Delhi must host the Games, but why should Meena give up her job?

Commonwealth Games and the upheaval in common lives

neha

Neha Sethi | September 27, 2010


Maids who make Gurgaon livable for the residents of its high-rises are being forced out of the city.
Maids who make Gurgaon livable for the residents of its high-rises are being forced out of the city.

Meena, 40, has been living and working in Gurgaon for more than 10 years. She hails from Chhapra in Bihar but Gurgaon is home to her now. Bihar is just where she goes to meet her relatives not more than once a year. She is as much a resident of Gurgaon as her posh neighbours who populate the plush condominiums and penthouses.

Yet, the local police is out to label her an outsider. She is not alone. The police has been harassing lakhs of labourers like her who work as maids, drivers, guards and cleaners, and make Gurgaon liveable for the others. Most of them belong to states like Bihar and West Bengal. Suddenly all of them have come to comprise a possible 'security threat' to the upcoming Commonwealth Games.

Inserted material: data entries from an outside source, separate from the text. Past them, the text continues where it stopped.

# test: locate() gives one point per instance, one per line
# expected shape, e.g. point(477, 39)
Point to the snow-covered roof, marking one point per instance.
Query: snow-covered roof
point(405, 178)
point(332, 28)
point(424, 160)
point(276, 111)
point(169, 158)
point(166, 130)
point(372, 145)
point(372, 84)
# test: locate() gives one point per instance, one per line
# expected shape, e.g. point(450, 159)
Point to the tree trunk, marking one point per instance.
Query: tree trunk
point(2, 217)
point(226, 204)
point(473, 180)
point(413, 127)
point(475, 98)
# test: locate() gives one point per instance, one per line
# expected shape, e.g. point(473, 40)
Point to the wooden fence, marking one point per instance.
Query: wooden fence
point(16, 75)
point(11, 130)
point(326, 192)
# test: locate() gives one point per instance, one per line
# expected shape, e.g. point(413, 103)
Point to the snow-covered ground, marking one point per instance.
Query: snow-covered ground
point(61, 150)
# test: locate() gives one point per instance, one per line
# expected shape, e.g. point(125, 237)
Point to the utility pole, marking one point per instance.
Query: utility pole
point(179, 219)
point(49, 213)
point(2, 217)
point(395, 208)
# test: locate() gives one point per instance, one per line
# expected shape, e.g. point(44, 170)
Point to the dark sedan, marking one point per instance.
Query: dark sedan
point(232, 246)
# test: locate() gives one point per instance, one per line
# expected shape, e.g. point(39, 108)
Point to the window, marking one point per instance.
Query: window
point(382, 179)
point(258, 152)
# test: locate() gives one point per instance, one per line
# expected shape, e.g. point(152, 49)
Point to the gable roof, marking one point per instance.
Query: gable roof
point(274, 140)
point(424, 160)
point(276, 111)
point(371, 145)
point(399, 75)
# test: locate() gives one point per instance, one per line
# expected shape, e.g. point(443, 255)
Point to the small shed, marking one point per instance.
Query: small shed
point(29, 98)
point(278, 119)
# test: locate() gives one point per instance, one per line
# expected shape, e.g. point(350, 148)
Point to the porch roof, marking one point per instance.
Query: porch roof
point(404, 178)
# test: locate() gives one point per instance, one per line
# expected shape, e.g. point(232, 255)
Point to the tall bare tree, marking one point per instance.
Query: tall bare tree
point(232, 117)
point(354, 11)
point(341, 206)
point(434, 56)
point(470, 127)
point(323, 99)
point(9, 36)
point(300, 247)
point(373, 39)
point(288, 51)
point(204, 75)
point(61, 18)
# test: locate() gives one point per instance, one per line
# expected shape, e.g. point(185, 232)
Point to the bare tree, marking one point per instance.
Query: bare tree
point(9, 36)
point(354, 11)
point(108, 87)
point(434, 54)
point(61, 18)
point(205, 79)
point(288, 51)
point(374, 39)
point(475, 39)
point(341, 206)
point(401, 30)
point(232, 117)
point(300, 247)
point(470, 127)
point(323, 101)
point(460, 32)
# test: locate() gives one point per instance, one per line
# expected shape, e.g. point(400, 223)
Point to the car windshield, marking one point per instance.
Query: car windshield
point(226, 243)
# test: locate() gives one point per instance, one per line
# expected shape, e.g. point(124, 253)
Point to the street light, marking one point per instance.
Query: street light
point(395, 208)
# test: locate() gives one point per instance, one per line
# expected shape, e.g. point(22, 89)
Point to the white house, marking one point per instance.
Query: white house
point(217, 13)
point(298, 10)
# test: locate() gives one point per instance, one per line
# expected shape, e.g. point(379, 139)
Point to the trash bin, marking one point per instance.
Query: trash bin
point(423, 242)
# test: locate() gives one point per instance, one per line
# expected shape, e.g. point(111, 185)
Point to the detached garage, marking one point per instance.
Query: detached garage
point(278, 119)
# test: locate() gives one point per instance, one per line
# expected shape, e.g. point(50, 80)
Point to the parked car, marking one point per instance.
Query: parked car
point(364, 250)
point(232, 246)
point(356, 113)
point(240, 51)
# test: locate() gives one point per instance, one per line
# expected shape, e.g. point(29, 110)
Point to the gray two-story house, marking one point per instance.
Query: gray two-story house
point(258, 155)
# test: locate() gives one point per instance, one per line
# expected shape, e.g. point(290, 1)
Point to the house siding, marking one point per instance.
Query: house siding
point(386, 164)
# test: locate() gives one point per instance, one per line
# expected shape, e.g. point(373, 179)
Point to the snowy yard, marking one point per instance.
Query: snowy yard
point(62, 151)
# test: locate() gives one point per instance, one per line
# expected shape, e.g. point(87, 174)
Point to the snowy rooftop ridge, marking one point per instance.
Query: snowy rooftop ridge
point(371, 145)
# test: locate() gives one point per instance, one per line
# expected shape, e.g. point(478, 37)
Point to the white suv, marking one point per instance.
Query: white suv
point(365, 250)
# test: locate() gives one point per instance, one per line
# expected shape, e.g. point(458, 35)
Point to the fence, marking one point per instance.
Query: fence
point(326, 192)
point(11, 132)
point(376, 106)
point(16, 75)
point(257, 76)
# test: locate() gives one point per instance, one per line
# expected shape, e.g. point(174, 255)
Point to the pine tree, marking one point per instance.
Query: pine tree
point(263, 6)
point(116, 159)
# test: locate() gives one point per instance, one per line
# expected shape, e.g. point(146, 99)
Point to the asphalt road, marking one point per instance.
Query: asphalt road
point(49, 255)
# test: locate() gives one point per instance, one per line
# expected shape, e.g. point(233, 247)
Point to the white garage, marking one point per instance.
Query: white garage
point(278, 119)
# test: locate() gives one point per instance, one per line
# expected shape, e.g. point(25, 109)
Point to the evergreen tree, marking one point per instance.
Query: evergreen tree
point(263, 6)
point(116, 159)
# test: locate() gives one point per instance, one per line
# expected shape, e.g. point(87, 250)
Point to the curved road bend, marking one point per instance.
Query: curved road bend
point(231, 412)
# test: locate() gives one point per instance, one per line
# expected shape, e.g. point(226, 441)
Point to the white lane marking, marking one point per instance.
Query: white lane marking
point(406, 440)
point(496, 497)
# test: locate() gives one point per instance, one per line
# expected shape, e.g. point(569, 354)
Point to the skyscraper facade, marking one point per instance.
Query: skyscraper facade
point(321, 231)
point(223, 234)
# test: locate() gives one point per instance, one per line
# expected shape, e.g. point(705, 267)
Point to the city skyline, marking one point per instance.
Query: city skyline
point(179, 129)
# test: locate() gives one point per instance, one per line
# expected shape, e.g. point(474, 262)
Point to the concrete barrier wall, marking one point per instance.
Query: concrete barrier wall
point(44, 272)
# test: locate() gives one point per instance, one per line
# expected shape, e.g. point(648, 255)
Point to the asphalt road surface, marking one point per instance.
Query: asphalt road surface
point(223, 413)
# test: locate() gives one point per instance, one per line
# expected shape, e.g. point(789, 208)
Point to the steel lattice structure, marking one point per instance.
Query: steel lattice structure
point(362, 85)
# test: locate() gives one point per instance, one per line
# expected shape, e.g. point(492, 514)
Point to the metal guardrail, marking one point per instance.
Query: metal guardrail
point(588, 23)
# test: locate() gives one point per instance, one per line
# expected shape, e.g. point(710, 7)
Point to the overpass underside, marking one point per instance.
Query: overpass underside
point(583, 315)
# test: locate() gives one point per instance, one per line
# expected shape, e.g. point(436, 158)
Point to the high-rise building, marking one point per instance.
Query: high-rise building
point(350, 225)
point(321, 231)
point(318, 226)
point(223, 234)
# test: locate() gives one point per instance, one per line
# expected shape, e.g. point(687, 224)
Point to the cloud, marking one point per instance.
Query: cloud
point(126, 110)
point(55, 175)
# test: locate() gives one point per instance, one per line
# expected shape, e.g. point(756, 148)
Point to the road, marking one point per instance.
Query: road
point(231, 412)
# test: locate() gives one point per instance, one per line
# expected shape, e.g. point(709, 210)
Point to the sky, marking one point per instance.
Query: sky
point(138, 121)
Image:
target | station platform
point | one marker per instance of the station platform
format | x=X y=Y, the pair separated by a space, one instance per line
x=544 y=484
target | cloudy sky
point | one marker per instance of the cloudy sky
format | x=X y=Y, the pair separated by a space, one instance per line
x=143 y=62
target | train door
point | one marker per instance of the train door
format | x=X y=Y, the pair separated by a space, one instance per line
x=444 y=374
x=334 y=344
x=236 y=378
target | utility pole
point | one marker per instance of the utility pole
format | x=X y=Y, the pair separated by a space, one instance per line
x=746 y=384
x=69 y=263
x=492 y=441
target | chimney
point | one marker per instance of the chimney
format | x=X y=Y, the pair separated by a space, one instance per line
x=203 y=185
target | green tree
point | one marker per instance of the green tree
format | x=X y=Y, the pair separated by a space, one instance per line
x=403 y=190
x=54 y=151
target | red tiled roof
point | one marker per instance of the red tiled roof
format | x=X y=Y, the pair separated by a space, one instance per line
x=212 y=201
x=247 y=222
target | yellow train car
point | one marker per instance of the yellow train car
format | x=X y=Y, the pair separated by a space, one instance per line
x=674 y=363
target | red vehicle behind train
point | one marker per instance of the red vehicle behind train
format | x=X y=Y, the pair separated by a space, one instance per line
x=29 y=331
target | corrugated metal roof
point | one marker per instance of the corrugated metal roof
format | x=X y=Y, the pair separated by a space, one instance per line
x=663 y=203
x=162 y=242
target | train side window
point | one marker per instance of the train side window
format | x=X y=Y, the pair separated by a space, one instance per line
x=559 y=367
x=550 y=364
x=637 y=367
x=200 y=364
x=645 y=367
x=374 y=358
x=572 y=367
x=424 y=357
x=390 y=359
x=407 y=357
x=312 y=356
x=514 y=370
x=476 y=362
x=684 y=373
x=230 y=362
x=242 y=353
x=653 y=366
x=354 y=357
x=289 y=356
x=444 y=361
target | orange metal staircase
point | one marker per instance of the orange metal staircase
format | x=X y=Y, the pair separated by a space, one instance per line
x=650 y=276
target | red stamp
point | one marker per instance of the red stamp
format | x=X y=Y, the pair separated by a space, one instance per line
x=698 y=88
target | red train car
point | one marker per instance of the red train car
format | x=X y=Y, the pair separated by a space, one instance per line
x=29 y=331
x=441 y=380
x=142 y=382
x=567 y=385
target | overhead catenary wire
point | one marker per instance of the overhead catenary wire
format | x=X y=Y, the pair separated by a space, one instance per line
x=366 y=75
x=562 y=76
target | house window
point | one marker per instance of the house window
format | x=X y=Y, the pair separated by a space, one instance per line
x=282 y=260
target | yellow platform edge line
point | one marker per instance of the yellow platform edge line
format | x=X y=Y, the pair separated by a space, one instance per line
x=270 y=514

The police is asking them to prove their identity by furnishing their voter identity cards. “Though I have my voter identity card, many others do not, and they are having a tough time these days,” says Meena. She lives in a building which is home to 40-45 other people like her. “There were five boys and a woman who were told by the police to leave Gurgaon for a month. They had no choice but to leave a few days ago,” she adds.

Meena says the ones living in slums are facing more problems than the ones living in other areas. Dheeraj, 45, who works as a cleaner in the Sushant Lok area was told to go to Bihar for a month by the police. “He came on Sunday to take his salary and said that he would be coming back only after a month now,” Indu Khanna, his employer said.

There have been various reports of the police having taken hordes of people to the railway stations, put them on trains and told them to return only by November. Meena says many of them will not have money to sustain their families without work and money for a month. “Almost all of them earn enough only to feed their families. How will they eat during this month?” she asks.

Most of them are hoping that September 30 will be the last day the police sends people back but this doesn’t seem to be the end of their problems. “We have also heard that the police might not let us go to work from October 3 even though they have allowed us to stay back,” says Meena. She says she has heard rumours about policemen being deployed in their area to not let any of them go to work. “But I won’t let them stop me. I have a voter identity card and my employer needs me,” she says confidently.